Um jogador de futebol morre duas vezes: quando encerra a carreira e quando, bem, morre mesmo. A frase é creditada a Paulo Roberto Falcão, uma metáfora do Rei de Roma para sintetizar os problemas pelos quais um atleta profissional passa quando abandona o glamour, atenção e atividade física intensa para relaxar com a família, muitas vezes antes mesmo dos 40 anos. A FIFPro, federação internacional dos futebolistas, não ficou satisfeita com uma mera figura de linguagem e conduziu um estudo específico para ter uma ideia dos efeitos da aposentadoria.

A pesquisa foi realizada pelo chefe de medicina da entidade Vincent Gouttebarge, que entrevistou 180 jogadores em atividade (60% passou a maior parte da carreira na elite da sua liga nacional) e 121 aposentados (65% jogaram bastante tempo na primeira divisão).
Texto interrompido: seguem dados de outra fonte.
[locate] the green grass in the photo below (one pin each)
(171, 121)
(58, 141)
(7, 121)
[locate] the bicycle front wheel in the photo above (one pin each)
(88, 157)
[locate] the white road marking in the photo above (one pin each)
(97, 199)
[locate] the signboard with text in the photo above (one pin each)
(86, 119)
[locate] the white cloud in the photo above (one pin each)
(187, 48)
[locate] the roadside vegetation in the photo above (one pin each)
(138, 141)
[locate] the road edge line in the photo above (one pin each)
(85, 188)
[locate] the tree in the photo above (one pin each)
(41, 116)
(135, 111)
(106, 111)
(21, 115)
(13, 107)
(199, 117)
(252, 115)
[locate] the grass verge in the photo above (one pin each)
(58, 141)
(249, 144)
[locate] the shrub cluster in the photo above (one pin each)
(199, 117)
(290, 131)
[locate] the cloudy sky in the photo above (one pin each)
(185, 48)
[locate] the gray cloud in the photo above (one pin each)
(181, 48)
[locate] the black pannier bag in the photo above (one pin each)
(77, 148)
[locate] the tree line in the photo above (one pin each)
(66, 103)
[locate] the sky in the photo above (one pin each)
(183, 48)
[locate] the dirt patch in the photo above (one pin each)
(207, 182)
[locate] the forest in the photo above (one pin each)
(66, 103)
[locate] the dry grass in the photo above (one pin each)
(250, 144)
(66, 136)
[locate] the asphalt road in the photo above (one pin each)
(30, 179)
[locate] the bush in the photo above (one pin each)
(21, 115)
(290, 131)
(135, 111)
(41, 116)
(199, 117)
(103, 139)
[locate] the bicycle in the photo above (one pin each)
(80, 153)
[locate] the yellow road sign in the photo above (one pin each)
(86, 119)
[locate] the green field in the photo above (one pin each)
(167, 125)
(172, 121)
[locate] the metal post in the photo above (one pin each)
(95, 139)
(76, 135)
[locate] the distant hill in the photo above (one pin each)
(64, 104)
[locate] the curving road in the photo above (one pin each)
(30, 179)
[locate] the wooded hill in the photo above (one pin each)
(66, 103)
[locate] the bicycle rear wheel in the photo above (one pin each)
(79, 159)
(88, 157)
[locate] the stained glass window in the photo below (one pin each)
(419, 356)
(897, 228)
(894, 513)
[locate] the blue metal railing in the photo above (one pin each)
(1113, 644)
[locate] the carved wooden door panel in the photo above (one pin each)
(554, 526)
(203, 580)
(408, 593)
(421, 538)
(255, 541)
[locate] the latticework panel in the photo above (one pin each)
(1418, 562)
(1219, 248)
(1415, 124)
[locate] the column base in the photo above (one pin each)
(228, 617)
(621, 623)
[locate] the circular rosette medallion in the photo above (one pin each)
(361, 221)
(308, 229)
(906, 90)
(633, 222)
Pelas minhas contas, 301 no total, de seis países: Holanda, Escócia, República da Irlanda, Estados Unidos, Austrália e Nova Zelândia.
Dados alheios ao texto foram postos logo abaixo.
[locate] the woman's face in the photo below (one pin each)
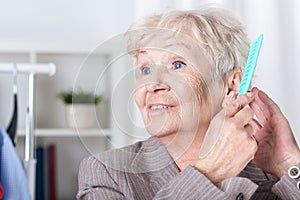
(173, 89)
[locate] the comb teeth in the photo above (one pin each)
(250, 66)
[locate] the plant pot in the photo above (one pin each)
(81, 116)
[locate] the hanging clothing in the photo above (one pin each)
(12, 127)
(12, 176)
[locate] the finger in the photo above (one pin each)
(249, 129)
(235, 106)
(244, 116)
(261, 114)
(269, 102)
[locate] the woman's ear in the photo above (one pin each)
(232, 86)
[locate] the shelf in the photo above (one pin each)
(68, 132)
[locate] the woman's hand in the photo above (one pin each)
(229, 144)
(277, 148)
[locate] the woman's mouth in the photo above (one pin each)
(158, 107)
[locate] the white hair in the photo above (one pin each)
(216, 30)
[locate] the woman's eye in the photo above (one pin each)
(178, 64)
(146, 70)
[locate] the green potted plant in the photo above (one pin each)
(80, 108)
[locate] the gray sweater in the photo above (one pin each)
(145, 170)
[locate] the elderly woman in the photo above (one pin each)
(205, 142)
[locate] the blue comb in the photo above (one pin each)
(250, 66)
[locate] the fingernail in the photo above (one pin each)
(250, 94)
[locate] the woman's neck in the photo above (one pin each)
(184, 147)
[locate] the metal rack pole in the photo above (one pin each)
(31, 69)
(30, 161)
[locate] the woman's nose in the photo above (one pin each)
(157, 87)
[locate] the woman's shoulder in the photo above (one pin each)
(119, 157)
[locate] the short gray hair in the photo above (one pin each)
(216, 30)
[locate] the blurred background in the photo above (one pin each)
(84, 39)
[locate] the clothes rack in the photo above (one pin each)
(31, 70)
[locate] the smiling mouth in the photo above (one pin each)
(159, 107)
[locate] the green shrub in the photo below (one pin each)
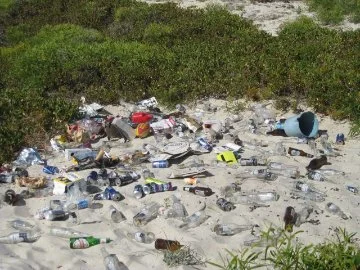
(334, 11)
(283, 251)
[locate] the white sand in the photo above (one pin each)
(50, 252)
(269, 17)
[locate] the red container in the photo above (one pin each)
(141, 117)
A amostragem não é muito ampla, e a seleção de nações poderia ser mais heterogênea, mas já dá para ter uma ideia. Depois da aposentadoria, aumenta o número de jogadores deprimidos, ansiosos, exaustos (física e mentalmente), fumantes, com problemas com álcool, nutricionais e de baixa auto-estima. A seguir, os números. A primeira porcentagem é de jogadores em atividade. A segunda, de aposentados.

Depressão/crise de ansiedade: 26% – 39%
Problemas com álcool: 19% – 32%
Baixa auto-estima: 3% – 5%
Fumantes: 7% – 12%
Problemas nutricionais: 26% – 42%
Exaustão (física e mental): 5% – 15%

“Ao contrário do que o senso comum acredita, há lados ruins na carreira do jogador de futebol”, afirmou Gouttebarge. “Quando o jogador para com a atividade física intensa, ele perde a vida estruturada, o apoio social dos treinadores e colegas diminui, eles precisam encontrar um lugar ‘normal’ na sociedade e achar outra ocupação. Consequentemente, são mais suscetíveis a problemas de saúde mentais durante esse período”.
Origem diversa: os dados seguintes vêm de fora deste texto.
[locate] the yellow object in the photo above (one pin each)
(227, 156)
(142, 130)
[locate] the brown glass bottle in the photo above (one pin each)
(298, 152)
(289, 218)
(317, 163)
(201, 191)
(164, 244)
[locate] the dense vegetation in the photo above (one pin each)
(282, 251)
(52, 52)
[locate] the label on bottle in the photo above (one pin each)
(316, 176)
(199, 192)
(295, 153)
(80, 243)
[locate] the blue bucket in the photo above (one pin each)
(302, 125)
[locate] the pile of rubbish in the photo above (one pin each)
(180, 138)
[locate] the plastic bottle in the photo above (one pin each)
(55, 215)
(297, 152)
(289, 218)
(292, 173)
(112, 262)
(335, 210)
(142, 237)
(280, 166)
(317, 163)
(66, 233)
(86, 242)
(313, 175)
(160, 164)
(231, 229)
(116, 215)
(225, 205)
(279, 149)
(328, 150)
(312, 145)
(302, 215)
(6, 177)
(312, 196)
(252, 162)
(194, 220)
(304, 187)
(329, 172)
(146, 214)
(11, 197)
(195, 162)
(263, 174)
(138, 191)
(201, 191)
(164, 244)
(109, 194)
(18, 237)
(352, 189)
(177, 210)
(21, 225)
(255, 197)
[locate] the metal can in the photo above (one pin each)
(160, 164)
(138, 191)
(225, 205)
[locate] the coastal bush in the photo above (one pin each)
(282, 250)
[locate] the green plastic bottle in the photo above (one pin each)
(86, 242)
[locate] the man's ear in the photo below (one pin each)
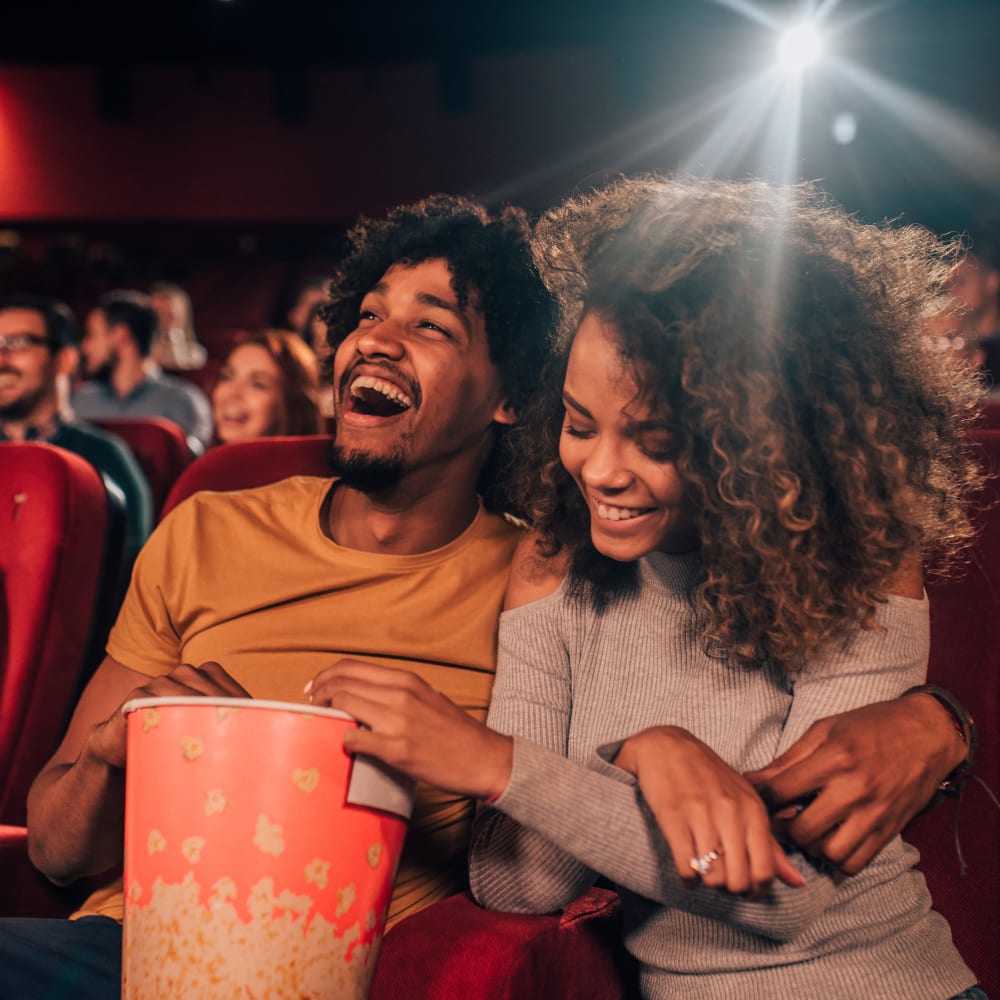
(504, 413)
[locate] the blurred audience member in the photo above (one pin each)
(948, 329)
(314, 332)
(175, 345)
(116, 348)
(976, 286)
(38, 357)
(268, 385)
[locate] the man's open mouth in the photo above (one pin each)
(376, 397)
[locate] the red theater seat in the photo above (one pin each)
(245, 464)
(60, 541)
(160, 447)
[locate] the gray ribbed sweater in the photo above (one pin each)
(570, 683)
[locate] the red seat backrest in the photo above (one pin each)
(989, 417)
(54, 523)
(160, 446)
(245, 464)
(965, 658)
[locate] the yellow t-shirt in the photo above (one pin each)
(250, 580)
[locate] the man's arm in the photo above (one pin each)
(76, 804)
(864, 774)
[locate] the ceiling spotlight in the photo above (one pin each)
(844, 128)
(799, 48)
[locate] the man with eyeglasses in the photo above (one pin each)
(38, 356)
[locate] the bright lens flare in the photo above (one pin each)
(798, 49)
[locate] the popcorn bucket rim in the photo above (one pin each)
(135, 704)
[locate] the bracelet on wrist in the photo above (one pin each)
(965, 726)
(964, 723)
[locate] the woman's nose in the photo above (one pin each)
(604, 467)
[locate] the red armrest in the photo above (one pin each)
(455, 950)
(26, 891)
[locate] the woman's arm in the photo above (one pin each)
(559, 822)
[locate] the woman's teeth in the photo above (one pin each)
(607, 513)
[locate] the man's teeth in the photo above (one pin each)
(387, 389)
(617, 513)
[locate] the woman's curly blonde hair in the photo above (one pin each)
(817, 429)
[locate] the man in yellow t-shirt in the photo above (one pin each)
(438, 320)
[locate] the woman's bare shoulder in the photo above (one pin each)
(532, 574)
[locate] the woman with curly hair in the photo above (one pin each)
(268, 385)
(747, 453)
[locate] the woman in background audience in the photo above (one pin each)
(267, 386)
(176, 345)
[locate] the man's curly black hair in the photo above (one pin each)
(490, 259)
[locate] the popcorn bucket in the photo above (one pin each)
(259, 857)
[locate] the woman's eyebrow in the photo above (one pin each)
(573, 404)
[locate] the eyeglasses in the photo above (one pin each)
(22, 341)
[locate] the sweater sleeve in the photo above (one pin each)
(512, 867)
(595, 812)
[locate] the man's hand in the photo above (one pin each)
(108, 740)
(702, 805)
(864, 775)
(414, 728)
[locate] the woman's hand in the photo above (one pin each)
(414, 728)
(704, 807)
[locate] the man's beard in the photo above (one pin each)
(365, 472)
(22, 408)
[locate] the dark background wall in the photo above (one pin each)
(176, 133)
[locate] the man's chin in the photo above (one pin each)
(365, 472)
Foram levados em conta fatores como lesões ao longo da carreira, problemas pessoais e de relacionamento com colegas e treinadores. Por exemplo, dos 180 jogadores em atividade, 174 sofreram lesões relevantes, sendo 31% relacionadas ao joelho e 12% ao tornozelo, e 17% machucaram-se três ou mais vezes.

“Quando falamos de problemas de saúde, físicos ou mentais, a curto ou longo prazo, o mínimo que podemos fazer é aumentar a consciência dos jogadores a respeito desses problemas. Eles precisam saber o que pode acontecer durante e depois da carreira. Os acionistas do futebol têm a responsabilidade de remover o estigma associado a problemas psicológicos”, encerrou o médico.